Syntax and prejudice: ethically-charged biases of a syntax-based hate speech recognizer unveiled

PeerJ Comput Sci. 2022 Feb 3:8:e859. doi: 10.7717/peerj-cs.859. eCollection 2022.

Abstract

Hate speech recognizers (HSRs) can be the panacea for containing hate in social media or can result in the biggest form of prejudice-based censorship hindering people to express their true selves. In this paper, we hypothesized how massive use of syntax can reduce the prejudice effect in HSRs. To explore this hypothesis, we propose Unintended-bias Visualizer based on Kermit modeling (KERM-HATE): a syntax-based HSR, which is endowed with syntax heat parse trees used as a post-hoc explanation of classifications. KERM-HATE significantly outperforms BERT-based, RoBERTa-based and XLNet-based HSR on standard datasets. Surprisingly this result is not sufficient. In fact, the post-hoc analysis on novel datasets on recent divisive topics shows that even KERM-HATE carries the prejudice distilled from the initial corpus. Therefore, although tests on standard datasets may show higher performance, syntax alone cannot drive the "attention" of HSRs to ethically-unbiased features.

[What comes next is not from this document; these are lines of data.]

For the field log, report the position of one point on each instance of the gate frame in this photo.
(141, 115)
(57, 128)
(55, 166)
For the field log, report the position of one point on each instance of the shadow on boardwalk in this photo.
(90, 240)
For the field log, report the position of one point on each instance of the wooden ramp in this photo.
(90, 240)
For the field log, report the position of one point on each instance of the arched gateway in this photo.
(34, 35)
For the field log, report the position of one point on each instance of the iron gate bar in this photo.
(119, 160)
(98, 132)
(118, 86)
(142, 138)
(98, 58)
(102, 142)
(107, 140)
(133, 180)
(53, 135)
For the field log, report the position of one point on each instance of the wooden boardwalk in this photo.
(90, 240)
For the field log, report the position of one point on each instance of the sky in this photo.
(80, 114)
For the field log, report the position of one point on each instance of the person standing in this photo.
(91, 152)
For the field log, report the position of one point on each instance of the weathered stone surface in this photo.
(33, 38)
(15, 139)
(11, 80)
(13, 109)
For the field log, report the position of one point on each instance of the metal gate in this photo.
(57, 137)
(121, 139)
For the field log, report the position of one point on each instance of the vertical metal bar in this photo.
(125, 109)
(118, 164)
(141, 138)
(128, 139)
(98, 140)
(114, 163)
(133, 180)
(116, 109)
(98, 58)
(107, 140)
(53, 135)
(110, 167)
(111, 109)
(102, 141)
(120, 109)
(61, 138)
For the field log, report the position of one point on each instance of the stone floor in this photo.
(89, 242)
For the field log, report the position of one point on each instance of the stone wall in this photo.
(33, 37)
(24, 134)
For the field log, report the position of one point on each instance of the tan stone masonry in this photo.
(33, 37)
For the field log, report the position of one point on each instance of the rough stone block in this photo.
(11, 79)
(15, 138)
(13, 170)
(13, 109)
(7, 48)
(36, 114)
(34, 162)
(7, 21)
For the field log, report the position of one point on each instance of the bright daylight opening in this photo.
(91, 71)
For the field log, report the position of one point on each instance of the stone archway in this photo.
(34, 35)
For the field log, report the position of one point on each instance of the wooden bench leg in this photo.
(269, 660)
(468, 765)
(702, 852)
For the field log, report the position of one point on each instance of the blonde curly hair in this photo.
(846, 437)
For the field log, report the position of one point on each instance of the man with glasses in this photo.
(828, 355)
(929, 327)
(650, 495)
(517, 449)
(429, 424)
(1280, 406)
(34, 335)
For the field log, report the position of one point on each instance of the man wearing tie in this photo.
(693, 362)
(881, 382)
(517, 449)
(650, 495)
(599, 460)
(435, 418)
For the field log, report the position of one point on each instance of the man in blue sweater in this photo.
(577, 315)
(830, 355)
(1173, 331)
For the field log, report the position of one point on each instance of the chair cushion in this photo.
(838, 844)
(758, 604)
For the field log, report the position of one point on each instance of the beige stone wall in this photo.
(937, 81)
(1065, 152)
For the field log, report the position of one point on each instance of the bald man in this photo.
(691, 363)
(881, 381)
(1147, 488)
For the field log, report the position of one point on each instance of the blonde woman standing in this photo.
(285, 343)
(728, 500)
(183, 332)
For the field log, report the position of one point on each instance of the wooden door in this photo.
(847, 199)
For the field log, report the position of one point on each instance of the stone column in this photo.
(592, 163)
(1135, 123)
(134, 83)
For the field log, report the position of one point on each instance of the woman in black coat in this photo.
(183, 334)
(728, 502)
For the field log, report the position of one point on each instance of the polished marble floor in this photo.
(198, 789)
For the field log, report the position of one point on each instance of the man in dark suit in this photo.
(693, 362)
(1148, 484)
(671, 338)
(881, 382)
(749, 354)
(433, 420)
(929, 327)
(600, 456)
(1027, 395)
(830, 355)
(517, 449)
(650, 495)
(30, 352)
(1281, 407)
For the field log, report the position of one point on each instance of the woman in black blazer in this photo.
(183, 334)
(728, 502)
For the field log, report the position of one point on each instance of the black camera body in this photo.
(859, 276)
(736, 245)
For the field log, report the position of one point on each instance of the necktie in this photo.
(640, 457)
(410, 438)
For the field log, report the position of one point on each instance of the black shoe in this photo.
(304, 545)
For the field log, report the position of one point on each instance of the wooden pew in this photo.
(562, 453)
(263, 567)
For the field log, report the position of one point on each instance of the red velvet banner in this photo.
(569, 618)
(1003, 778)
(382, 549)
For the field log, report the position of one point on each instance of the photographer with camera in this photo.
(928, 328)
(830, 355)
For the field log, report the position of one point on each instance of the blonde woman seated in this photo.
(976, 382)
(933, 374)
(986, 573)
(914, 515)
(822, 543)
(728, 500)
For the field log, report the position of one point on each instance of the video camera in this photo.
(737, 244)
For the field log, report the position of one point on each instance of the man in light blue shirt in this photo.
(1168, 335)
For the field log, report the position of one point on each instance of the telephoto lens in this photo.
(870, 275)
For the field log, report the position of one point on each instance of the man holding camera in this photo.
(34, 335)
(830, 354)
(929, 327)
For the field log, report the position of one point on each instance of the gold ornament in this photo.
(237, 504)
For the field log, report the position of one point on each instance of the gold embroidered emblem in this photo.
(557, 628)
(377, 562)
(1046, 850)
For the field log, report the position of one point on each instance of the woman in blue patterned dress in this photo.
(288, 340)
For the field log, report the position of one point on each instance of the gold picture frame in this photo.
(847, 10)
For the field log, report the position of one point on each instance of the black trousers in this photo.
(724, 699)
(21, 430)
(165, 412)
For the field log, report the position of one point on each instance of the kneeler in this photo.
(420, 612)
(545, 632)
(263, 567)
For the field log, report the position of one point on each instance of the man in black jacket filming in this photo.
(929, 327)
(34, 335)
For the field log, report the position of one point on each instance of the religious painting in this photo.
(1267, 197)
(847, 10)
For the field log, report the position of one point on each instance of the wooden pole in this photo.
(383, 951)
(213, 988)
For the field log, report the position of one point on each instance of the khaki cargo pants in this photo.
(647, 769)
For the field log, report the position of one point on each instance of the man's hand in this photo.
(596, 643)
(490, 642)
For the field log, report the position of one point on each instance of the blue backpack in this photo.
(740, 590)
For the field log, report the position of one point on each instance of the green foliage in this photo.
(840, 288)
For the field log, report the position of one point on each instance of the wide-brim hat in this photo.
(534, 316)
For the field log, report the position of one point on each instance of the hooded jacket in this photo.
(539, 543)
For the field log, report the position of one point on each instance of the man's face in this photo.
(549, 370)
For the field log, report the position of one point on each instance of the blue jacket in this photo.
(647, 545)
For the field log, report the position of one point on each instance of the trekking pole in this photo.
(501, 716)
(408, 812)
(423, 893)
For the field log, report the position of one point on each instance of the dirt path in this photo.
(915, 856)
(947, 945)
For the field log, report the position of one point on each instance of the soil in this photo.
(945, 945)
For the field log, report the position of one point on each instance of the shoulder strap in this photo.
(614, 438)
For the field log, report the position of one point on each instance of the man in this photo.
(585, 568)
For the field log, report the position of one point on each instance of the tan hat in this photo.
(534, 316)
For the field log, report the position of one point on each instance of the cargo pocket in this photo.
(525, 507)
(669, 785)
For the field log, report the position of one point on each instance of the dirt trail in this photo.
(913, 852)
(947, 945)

Keywords: Bias; Explainability; Hate speech; Neural networks; Syntax.

Grants and funding

This research was funded by the 2019 BRIC INAIL ID32 SfidaNow project. There was no additional external funding received for this study. The funders had no role in study design, data collection and analysis, decision to publish, or preparation of the manuscript.